First, let's check the calculations. If you were covered by plan for all 12 months, your family limit is $7750 plus a personal catch-up of $1000. Because your spouse was "covered" by a family plan for all 12 months (even though she was not the "owner") her limit is $7750. But your overall family limit is also $7750.
So you are $121 over.
Either one of you could do a withdrawal of excess contribution, it doesn't have to be from the spouse's account.
If you withdraw amounts that were originally contributed by the employer, they still come to you. They don't go back to the employer. There is an IRS ruling on this that I can't find, but I'm pretty sure employer's can't take back the money in most cases, even if they wanted to, and there is no way in your wife's situation that they would even find out.

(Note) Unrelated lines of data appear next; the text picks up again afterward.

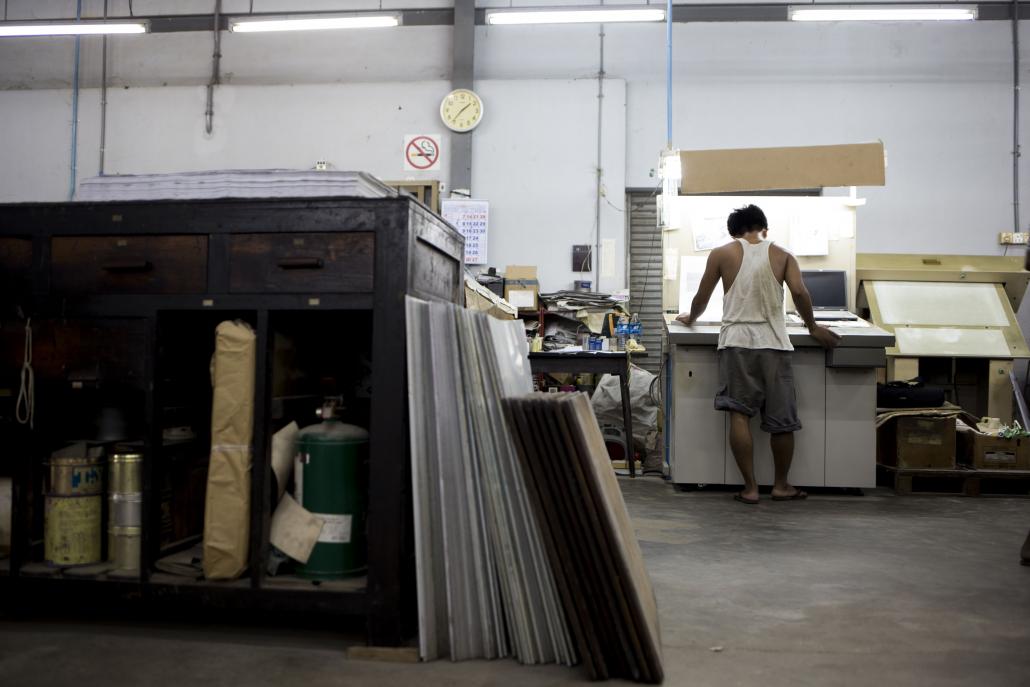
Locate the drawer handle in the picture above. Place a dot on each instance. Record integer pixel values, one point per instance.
(302, 263)
(128, 266)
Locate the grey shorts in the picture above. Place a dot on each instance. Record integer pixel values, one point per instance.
(759, 380)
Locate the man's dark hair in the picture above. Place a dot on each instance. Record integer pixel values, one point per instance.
(744, 219)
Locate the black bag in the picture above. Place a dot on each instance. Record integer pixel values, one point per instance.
(908, 394)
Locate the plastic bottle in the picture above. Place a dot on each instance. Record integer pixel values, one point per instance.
(636, 329)
(622, 332)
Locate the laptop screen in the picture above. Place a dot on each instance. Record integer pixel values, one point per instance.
(828, 288)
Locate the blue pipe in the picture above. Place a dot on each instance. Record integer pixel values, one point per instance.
(668, 73)
(74, 111)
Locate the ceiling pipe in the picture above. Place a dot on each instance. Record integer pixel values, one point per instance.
(73, 167)
(215, 69)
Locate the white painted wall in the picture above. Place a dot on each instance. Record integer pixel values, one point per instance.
(937, 95)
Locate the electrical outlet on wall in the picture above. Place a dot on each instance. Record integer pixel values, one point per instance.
(1014, 238)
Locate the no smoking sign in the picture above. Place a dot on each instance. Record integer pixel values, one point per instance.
(421, 152)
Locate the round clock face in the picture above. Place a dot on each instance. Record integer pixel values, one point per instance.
(461, 110)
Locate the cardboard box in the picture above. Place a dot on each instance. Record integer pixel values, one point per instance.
(912, 441)
(774, 169)
(521, 287)
(987, 452)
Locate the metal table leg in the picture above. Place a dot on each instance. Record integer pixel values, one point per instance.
(627, 418)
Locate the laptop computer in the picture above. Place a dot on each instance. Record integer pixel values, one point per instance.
(829, 294)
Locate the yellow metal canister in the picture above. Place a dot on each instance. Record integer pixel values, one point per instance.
(124, 473)
(73, 476)
(71, 534)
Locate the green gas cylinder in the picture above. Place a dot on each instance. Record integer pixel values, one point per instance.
(330, 478)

Turbotax should detect the excess and add it to your taxable income for you. If you had made after-tax contributions to your HSA (in addition to the employer contributions) and you chose to remove those contributions instead, it would reduce your tax deductible contribution (which would have the same effect as adding the spouse's excess to their taxable income.)
Thanks for your reply! I haven't thought of withdrawing from my contributions. We'll consider that (if that makes things easier). Just to make sure, you're confirming that the excess amount is $121, right?
To avoid a penalty and double taxation, the distribution must be made as an explicit return of excess contribution, not a regular distribution. The amount distributed must be the $121 excess adjusted for investment gain or loss.
When you tell TurboTax that your wife will remove the excess $121 contribution, TurboTax will include the $121 in your 2023 income since it was excluded from box 1 of you wife's W-2. If there is any investment gain that is distributed along with the returned contribution, that will be taxable income on your 2024 tax return.